HurdleDMR.jl
HurdleDMR.jl is a Julia implementation of the Hurdle Distributed Multinomial Regression (HDMR), as described in:
Bryan Kelly, Asaf Manela & Alan Moreira (2021) Text Selection, Journal of Business & Economic Statistics (ungated preprint).
It includes a Julia implementation of the Distributed Multinomial Regression (DMR) model of Taddy (2015).
Setup
Install the HurdleDMR package, switch to Pkg mode (hit ])
pkg> add HurdleDMR
Add parallel workers and make package available to workers
using Distributed
addprocs(4)
import HurdleDMR; @everywhere using HurdleDMR
Setup your data into an n-by-p covars matrix, and a (sparse) n-by-d counts matrix. Here we generate some random data.
using CSV, GLM, DataFrames, Distributions, Random, LinearAlgebra, SparseArrays
n = 100
p = 3
d = 4
Random.seed!(13)
m = 1 .+ rand(Poisson(5),n)
covars = rand(n,p)
ηfn(vi) = exp.([0 + i*sum(vi) for i=1:d])
q = [ηfn(covars[i,:]) for i=1:n]
rmul!.(q,ones(n)./sum.(q))
counts = convert(SparseMatrixCSC{Float64,Int},hcat(broadcast((qi,mi)->rand(Multinomial(mi, qi)),q,m)...)')
covarsdf = DataFrame(covars,[:vy, :v1, :v2])
Distributed Multinomial Regression (DMR)
The Distributed Multinomial Regression (DMR) model of Taddy (2015) is a highly scalable approximation to the Multinomial using distributed (independent, parallel) Poisson regressions, one for each of the d categories (columns) of a large counts
matrix, on the covars
.
To fit a DMR:
m = dmr(covars, counts)
or with a dataframe and formula
mf = @model(c ~ vy + v1 + v2)
m = fit(DMR, mf, covarsdf, counts)
in either case we can get the coefficients matrix for each variable + intercept as usual with
coef(m)
By default we only return the AICc maximizing coefficients. To also get back the entire regulatrization paths, run
paths = fit(DMRPaths, mf, covarsdf, counts)
we can now select, for example the coefficients that minimize 10-fold CV mse (takes a while)

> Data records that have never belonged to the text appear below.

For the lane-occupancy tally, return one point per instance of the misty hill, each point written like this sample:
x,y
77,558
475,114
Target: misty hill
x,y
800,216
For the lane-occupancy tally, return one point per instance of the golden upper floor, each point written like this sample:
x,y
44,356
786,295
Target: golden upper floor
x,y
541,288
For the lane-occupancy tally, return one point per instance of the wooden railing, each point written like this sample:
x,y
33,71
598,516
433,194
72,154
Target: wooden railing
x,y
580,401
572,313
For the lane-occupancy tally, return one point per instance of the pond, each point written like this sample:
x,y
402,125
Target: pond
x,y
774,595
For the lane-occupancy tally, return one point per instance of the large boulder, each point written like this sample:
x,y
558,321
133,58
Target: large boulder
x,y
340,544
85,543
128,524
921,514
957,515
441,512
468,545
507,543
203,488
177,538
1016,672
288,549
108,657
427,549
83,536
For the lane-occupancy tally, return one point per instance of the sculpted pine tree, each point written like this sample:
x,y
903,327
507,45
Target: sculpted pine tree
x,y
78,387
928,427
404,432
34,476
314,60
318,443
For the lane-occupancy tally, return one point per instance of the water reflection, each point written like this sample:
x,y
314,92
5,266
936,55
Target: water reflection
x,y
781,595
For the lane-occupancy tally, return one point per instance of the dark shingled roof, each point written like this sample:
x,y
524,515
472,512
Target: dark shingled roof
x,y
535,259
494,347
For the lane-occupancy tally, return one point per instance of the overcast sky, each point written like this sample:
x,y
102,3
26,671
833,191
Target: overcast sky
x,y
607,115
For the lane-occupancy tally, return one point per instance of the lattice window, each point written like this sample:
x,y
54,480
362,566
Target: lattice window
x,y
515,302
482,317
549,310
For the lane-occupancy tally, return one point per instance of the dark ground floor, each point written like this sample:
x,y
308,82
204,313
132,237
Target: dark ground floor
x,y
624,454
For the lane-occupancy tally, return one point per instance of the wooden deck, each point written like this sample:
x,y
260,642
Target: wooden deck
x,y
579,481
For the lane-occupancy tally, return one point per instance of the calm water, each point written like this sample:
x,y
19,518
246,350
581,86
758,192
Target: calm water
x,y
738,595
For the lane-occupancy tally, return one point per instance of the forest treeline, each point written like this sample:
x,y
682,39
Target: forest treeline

coef(paths, MinCVKfold{MinCVmse}(10))
HurdleDMR.DCR
— TypeAbstract Distributed Counts Regression (DCR) returned object
HurdleDMR.DMR
— TypeAbstract DMR returned object
HurdleDMR.DMRCoefs
— TypeRelatively light object used to return DMR results when we only care about estimated coefficients.
HurdleDMR.DMRPaths
— TypeRelatively heavy object used to return DMR results when we care about the regulatrization paths.
Distributions.ncategories
— MethodNumber of categories (terms/words/phrases) used for DMR estimation
HurdleDMR.dmr
— MethodShorthand for fit(DMR,covars,counts). See also fit(::DMR)
HurdleDMR.dmrpaths
— MethodShorthand for fit(DMRPaths,covars,counts). See also fit(::DMRPaths)
HurdleDMR.hasintercept
— MethodWhether the model includes an intercept in each independent counts (e.g. hurdle) regression
HurdleDMR.ncoefs
— MethodNumber of coefficient potentially including intercept used for each independent Poisson regression
HurdleDMR.ncovars
— MethodNumber of covariates used for DMR estimation
StatsAPI.coef
— Methodcoef(m::DMRCoefs)
Returns the coefficient matrices fitted with DMR using the segment selected during fit (MinAICc by default).
Example:
m = fit(DMR,covars,counts)
coef(m)
StatsAPI.fit
— Methodfit(DMR,covars,counts; <keyword arguments>)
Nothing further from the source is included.